Wegen eines deutlich günstigeren Schadensverlaufs im Versicherungsgeschäft hat der Finanzkonzern Wüstenrot & Württembergische (W&W) seinen Gewinn wie erwartet deutlich gesteigert. Der Überschuss sei 2025 von 35 Millionen Euro im Vorjahr auf 121 Millionen Euro gestiegen, teilte Vorstandschef Jürgen Junker in Kornwestheim bei Stuttgart mit.
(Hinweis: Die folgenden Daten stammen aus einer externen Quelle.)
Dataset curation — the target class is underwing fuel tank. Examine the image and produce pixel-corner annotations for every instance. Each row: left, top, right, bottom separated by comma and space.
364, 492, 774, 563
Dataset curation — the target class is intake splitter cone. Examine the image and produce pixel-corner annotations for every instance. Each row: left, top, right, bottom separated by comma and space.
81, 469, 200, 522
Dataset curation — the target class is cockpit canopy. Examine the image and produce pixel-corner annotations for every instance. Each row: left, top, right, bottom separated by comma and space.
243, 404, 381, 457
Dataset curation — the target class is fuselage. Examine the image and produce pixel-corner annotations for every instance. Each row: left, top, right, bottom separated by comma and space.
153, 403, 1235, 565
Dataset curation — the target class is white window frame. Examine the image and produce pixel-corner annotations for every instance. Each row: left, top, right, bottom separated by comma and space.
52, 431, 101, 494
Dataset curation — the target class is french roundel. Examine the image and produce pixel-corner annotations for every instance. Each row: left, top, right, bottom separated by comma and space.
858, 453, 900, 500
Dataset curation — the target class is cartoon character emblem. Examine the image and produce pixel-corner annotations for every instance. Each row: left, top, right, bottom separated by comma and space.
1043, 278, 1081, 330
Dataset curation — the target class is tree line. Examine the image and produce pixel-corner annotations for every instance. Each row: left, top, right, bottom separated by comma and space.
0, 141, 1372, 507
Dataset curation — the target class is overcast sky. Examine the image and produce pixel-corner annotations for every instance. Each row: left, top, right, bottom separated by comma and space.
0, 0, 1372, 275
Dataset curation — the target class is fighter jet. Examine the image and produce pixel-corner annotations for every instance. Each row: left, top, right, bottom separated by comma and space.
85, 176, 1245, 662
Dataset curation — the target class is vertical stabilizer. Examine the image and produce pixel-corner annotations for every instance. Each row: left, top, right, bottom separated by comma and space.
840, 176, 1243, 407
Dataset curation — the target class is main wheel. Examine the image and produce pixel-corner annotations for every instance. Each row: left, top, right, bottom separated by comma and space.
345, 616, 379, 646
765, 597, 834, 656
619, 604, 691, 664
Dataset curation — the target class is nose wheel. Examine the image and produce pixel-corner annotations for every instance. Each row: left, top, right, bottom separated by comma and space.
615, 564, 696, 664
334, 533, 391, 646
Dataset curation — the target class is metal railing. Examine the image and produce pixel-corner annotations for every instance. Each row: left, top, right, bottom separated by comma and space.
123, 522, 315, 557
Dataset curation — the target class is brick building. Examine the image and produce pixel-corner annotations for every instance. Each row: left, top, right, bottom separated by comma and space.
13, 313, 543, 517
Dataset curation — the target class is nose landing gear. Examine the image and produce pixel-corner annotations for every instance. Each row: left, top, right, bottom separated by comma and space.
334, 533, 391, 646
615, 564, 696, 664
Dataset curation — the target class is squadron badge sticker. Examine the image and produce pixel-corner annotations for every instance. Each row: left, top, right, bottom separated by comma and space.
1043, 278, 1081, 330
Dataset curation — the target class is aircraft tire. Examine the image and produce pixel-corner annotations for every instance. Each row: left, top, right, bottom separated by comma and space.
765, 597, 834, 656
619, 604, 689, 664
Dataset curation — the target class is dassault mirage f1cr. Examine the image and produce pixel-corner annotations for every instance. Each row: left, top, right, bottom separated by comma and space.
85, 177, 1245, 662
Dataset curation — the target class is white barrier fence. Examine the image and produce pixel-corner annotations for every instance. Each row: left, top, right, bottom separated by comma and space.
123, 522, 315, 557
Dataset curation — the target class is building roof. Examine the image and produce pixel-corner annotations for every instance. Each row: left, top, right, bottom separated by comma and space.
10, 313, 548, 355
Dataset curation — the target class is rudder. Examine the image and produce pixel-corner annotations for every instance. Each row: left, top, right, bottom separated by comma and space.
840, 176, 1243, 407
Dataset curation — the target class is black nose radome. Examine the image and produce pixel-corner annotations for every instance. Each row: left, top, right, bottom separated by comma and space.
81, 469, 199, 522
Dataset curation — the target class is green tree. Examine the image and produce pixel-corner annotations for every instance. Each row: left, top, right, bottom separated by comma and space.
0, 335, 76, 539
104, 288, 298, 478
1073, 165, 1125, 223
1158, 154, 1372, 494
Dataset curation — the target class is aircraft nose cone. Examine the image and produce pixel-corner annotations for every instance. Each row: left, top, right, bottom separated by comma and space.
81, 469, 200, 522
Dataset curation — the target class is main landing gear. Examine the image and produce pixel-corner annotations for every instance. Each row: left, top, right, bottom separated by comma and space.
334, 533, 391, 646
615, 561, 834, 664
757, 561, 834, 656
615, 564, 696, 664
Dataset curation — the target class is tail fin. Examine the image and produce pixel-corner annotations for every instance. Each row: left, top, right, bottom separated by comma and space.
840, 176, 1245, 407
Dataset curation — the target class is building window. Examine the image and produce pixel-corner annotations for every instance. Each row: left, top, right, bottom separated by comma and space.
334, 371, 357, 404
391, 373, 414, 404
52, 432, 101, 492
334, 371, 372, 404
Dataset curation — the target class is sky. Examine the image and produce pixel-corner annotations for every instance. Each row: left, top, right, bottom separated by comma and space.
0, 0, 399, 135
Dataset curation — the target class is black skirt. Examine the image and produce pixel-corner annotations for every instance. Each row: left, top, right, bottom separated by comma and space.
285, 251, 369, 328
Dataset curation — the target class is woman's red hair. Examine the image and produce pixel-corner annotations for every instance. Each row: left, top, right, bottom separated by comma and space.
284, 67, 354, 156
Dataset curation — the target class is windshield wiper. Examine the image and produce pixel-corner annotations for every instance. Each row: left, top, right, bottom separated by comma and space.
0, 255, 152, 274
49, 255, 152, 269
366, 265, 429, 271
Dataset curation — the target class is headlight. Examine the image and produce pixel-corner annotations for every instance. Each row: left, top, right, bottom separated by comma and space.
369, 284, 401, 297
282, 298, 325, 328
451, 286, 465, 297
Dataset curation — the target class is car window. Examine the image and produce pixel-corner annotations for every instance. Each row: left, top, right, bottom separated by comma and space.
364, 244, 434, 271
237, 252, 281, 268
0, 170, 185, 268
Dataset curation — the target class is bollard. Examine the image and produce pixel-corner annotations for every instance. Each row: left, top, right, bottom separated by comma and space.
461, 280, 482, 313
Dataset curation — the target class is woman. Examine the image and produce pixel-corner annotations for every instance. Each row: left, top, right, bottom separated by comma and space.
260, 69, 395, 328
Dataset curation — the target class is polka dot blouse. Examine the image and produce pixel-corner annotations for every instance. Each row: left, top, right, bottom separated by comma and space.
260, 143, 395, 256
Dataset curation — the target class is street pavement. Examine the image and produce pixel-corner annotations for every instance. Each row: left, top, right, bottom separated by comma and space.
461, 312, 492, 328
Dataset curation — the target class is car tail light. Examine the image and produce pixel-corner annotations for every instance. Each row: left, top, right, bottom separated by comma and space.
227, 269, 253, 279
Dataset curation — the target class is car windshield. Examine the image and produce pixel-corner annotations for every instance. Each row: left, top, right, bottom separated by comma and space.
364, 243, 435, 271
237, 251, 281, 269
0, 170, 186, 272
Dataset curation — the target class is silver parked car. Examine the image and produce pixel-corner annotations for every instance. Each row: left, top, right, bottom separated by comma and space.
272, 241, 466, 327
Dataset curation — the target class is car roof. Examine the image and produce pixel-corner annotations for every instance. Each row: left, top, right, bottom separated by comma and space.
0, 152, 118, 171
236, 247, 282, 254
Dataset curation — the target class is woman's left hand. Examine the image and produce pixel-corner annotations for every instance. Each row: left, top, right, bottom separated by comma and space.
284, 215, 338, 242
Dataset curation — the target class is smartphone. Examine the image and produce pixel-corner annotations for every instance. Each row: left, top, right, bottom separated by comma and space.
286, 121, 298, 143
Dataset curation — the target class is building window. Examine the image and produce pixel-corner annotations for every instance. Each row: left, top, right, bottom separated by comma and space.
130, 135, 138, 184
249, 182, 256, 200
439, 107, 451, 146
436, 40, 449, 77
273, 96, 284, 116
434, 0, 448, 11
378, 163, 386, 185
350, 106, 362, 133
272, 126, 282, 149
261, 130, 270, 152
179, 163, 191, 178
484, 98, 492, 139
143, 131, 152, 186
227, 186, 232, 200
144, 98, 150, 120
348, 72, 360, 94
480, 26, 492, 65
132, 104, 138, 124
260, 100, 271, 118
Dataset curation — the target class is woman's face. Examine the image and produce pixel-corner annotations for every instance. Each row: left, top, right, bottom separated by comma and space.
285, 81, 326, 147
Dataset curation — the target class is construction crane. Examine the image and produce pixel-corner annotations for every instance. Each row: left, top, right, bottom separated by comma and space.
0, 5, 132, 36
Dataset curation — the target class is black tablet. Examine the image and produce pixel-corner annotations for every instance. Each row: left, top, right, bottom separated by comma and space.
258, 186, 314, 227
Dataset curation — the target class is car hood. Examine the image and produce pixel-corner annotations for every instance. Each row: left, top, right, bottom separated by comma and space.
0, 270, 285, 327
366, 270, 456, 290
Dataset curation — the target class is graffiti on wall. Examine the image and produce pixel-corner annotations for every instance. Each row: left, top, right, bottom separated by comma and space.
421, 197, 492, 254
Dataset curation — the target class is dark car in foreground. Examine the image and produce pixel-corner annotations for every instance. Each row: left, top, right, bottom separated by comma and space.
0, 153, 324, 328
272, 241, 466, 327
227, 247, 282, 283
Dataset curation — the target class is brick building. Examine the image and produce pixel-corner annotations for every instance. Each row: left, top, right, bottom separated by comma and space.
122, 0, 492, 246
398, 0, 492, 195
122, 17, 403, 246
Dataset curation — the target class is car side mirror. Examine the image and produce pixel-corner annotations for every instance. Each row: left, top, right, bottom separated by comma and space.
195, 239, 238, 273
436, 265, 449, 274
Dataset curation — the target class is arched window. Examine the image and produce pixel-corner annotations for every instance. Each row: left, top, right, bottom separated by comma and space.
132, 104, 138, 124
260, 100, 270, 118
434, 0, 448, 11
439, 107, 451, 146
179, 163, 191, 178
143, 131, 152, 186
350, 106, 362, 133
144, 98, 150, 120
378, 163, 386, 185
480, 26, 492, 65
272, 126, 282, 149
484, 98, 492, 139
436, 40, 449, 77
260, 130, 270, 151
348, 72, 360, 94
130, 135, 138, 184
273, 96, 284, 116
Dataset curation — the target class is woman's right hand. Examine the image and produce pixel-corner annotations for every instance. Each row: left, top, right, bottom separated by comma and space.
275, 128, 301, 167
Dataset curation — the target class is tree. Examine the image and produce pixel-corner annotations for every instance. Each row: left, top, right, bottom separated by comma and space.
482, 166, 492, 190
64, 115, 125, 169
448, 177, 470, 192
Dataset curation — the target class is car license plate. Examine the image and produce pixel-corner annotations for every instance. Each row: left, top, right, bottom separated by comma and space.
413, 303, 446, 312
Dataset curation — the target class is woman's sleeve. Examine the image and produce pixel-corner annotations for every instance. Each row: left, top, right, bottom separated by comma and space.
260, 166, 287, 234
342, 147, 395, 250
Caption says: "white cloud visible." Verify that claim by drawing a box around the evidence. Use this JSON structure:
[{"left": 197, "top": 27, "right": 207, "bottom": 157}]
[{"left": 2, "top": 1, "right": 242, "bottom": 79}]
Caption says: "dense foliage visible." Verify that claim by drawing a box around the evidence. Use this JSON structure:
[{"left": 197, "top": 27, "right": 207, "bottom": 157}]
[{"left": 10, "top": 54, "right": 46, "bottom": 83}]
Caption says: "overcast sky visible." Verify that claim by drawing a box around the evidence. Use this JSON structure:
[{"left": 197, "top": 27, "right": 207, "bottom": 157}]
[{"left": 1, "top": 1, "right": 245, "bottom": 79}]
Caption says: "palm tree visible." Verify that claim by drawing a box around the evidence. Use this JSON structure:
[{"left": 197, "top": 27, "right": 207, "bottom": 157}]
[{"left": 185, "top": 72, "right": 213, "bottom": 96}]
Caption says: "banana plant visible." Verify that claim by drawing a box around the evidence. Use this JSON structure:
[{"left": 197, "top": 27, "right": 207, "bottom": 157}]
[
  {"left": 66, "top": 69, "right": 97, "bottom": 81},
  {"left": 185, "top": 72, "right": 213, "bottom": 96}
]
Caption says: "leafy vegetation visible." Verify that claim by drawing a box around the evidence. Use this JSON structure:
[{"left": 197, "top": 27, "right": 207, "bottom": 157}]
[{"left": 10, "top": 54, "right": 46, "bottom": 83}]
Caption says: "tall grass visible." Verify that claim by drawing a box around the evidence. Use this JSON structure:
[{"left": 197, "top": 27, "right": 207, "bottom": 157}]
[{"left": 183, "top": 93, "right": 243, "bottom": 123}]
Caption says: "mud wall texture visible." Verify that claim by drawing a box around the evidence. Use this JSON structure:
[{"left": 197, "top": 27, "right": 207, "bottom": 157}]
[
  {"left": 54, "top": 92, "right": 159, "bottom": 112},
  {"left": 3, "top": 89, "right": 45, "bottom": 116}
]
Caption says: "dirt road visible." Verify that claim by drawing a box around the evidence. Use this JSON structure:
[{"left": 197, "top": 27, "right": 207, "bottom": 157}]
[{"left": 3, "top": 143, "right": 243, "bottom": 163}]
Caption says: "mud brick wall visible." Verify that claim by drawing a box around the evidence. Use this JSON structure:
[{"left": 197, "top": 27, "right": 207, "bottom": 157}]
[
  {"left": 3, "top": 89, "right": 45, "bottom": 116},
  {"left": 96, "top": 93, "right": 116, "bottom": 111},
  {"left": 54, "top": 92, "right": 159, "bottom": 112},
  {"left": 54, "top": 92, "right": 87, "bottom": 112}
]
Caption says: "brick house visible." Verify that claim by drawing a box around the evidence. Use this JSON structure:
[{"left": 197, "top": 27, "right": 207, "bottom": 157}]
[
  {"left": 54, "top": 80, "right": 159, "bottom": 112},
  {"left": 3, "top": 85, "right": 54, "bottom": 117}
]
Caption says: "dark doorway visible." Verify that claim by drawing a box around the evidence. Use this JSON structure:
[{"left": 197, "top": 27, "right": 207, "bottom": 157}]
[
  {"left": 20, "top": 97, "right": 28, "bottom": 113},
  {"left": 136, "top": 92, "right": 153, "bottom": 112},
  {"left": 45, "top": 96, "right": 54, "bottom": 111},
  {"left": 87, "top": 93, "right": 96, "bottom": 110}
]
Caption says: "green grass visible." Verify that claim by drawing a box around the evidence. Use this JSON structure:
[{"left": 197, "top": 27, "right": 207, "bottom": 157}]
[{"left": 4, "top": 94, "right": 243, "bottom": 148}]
Es sei ein eindeutig starkes Ergebnis erzielt worden. «Wir sind damit nach dem durch Unwetterereignisse belasteten Jahr 2024 zurück auf unserem nachhaltigen Kurs.»
Damit erfüllte das im Nebenwerteindex SDax notierte Unternehmen die Erwartungen der Experten und die eigene Zielsetzung eines deutlich höheren Gewinns. Für das laufende Jahr stellte das Unternehmen «trotz schwieriger Rahmenbedingungen» einen Gewinn zwischen 120 Millionen und 150 Millionen Euro in Aussicht. Finanzfachleute hatten eine höhere Jahresprognose erwartet. Die Dividende bleibt mit 0,65 Euro auf dem Niveau des Vorjahres.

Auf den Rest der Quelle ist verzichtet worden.